I now have six beds 10'x10' approximately for daylily seedlings. I would love to get some suggestions on how to manage these beds. Currently I have about 250 of my seedlings planted in the beds. That takes 2.5 beds.
I also have a bed of seedlings I grew from seed crossed by Hemlady but I will cull those this year in the fall, and I doubt I will have many if any keepers among the approximately 20 plants.
Now I have decided to grow about 200 seedlings per year, that would take up two beds with my 1 foot x 1 foot spacing. I overshot that this first year, but I hope that will work out alright (depends on how many plants I cull).
Now I have no idea how many plants I will keep out of the approximately 300 total seedlings (plus more still in the cups I will talk about later). That means at present 3 and 1/2 beds have seedlings that will be culled.
My problem is how do I plan on how much space to allow each year for the ones that are keepers. How to rotate the beds, and fill in the vacancies is a dilemma.
I don't want empty beds just sitting there. I have given some thought to using the vacant beds for Hippeastrum seeds and then removing the plants when the beds were ready for daylilies. Of course after a couple of years the beds will be filled with daylilies, and that is where my problem is.

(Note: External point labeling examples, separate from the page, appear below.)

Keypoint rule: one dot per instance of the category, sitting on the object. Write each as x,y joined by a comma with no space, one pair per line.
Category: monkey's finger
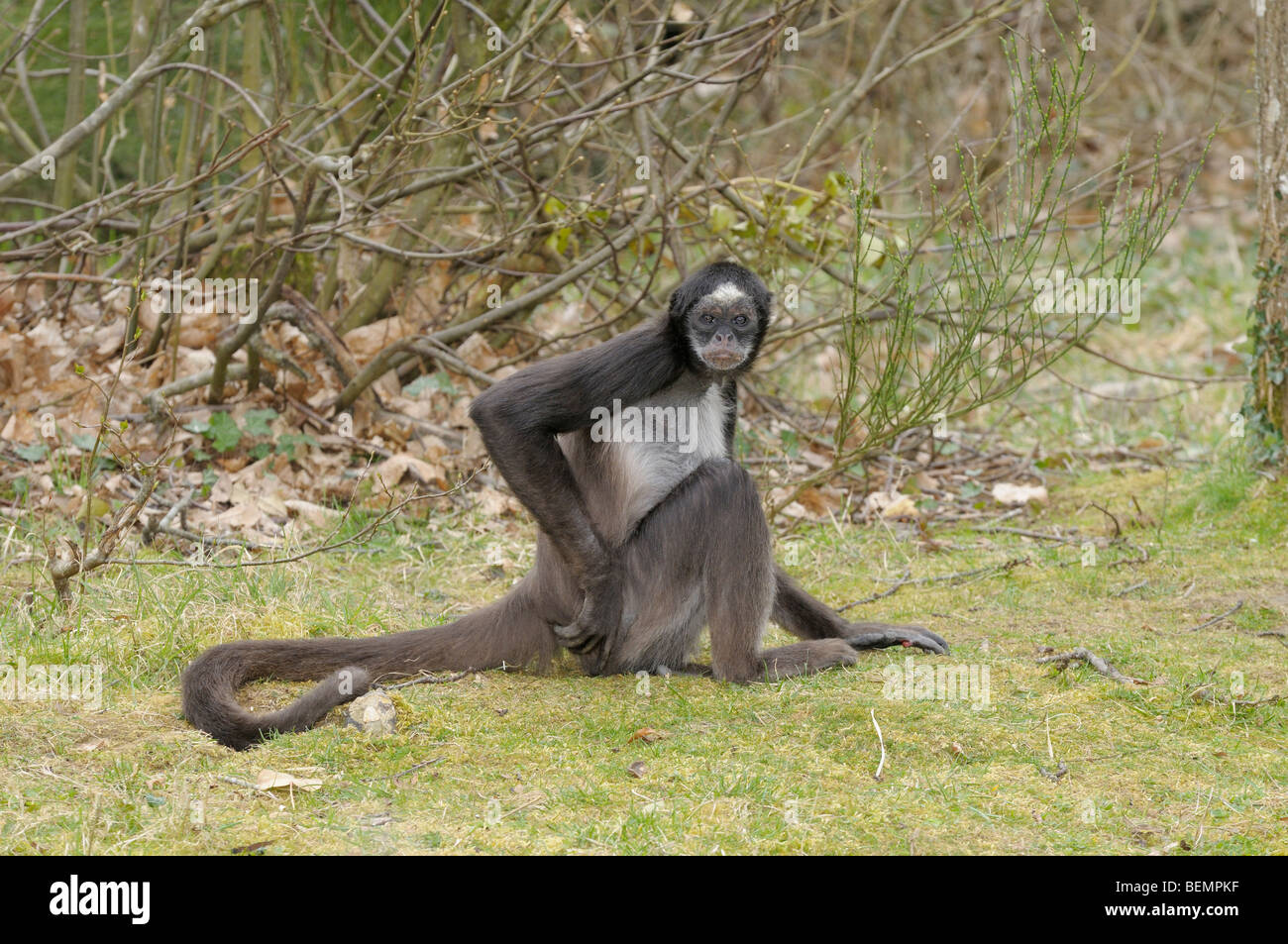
900,635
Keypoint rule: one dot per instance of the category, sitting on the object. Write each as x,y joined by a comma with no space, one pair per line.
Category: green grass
531,763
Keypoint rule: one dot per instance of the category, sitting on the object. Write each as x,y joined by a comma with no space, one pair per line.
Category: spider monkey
648,532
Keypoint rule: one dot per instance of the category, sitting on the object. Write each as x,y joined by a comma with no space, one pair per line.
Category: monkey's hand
881,635
593,631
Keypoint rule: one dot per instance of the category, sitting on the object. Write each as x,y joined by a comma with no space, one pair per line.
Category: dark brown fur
697,556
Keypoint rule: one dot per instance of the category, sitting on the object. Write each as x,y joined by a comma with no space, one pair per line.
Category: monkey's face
722,329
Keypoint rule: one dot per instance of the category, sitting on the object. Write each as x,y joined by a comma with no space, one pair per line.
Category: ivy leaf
258,420
223,433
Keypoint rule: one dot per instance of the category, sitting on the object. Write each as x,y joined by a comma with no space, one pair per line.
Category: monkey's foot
881,635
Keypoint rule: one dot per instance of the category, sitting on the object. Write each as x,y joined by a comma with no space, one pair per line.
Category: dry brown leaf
273,780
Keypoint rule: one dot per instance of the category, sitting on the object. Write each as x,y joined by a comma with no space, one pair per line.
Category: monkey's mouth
722,359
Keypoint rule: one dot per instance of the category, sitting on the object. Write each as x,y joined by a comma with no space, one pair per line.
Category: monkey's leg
803,616
702,556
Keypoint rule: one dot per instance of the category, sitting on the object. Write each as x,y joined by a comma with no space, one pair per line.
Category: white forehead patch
726,294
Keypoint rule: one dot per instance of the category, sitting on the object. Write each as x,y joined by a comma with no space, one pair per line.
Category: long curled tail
507,633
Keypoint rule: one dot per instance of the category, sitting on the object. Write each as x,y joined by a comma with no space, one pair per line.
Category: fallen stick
1080,655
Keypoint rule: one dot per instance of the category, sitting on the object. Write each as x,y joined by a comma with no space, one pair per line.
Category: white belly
636,456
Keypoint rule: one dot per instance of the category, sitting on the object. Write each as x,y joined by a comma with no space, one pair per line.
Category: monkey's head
720,314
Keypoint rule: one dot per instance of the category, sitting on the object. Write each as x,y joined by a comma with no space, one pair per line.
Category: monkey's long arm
803,616
520,416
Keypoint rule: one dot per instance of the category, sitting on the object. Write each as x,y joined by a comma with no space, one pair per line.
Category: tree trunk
1269,330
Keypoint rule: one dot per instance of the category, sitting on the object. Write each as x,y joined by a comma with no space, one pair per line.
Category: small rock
374,713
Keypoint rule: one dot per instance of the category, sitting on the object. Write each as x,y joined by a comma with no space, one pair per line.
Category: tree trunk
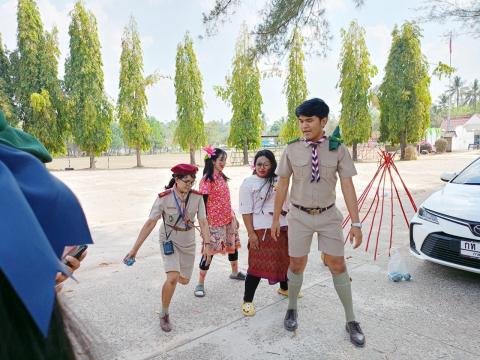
245,154
192,156
139,159
92,161
354,151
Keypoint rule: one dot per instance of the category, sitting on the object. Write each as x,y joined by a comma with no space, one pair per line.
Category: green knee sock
294,285
344,291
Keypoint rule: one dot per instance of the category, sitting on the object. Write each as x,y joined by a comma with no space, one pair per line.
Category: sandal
238,276
199,290
248,309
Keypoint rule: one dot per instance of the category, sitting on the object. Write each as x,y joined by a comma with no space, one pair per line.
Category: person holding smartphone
177,206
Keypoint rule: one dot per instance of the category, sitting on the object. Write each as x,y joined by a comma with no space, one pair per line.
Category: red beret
184,169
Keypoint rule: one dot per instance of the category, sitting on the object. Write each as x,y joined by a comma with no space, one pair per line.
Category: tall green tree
242,92
90,111
296,88
49,118
157,135
190,132
132,99
30,42
404,93
275,32
7,90
356,72
457,88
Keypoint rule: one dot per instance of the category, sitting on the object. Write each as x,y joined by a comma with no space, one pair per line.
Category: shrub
441,145
410,152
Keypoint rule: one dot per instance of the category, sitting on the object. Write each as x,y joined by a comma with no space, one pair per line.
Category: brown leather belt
313,211
176,228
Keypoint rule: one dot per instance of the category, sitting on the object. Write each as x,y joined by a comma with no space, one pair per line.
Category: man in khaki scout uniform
313,163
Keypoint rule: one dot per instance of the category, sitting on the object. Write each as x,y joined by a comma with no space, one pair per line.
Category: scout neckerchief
182,210
314,144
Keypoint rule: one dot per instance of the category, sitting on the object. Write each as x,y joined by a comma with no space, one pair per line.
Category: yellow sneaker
248,309
285,293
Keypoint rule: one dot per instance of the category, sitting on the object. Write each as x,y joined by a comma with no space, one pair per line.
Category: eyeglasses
267,164
188,183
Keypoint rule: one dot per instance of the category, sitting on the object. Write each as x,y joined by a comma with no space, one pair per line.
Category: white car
446,227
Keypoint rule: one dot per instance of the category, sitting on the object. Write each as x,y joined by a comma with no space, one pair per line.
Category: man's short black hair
313,107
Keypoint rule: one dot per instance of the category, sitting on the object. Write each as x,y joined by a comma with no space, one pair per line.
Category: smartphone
168,247
76,252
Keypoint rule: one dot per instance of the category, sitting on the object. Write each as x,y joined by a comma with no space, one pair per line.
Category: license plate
470,249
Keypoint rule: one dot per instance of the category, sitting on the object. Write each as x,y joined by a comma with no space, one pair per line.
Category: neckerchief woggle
39,217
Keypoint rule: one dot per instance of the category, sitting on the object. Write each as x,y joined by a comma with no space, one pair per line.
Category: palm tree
457,88
472,95
443,101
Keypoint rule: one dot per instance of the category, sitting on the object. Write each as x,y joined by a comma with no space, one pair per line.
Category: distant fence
235,156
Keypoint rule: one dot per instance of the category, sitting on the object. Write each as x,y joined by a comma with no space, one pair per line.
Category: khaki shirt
166,203
297,160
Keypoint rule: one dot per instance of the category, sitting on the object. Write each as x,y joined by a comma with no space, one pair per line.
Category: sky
162,25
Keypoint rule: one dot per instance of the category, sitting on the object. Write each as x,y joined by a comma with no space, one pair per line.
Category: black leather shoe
290,322
356,334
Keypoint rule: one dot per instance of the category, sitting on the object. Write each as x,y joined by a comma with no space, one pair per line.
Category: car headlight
427,215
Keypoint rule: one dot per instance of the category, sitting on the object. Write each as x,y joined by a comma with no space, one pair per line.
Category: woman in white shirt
267,259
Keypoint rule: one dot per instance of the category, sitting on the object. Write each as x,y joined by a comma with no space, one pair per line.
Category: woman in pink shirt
224,238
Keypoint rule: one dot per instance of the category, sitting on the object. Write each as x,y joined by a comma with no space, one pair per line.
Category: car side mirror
448,176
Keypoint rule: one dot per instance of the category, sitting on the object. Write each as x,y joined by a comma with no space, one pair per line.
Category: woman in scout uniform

So right now space is not a problem, but I can see that in two or three years things will have to be managed properly for the space to provide for the keepers and to plant new seedlings while discarding the culls.
Partial view of the new beds.
Some of my seedling crosses:
Seedlings from Hemlady crosses:
Now about the plants in the cups still. I have two small beds that I have lots of seedlings growing that are still in the cups they were started in. Most of them are duplicates of the crosses planted in the beds, a few are still growing in cups because they were too small to be planted in the beds when the others were planted out, so were left in the cups for added protection and to allow them to mature. I have these all together now (moved them from three other small beds) so it will be easier to keep an eye on them. There are probably one to ten plants in each cup. I am just waiting to see if anything really outstanding manages to stand out among these that might deserve to be moved to the larger seedling beds.
The first small bed with seedlings in a cup.
There are nine cups on the front row of this bed that were just planted the other day, I went though and picked these out of the refrigerator, some were crosses that had not been planted, others were crosses with only a few seedlings for that cross had survived.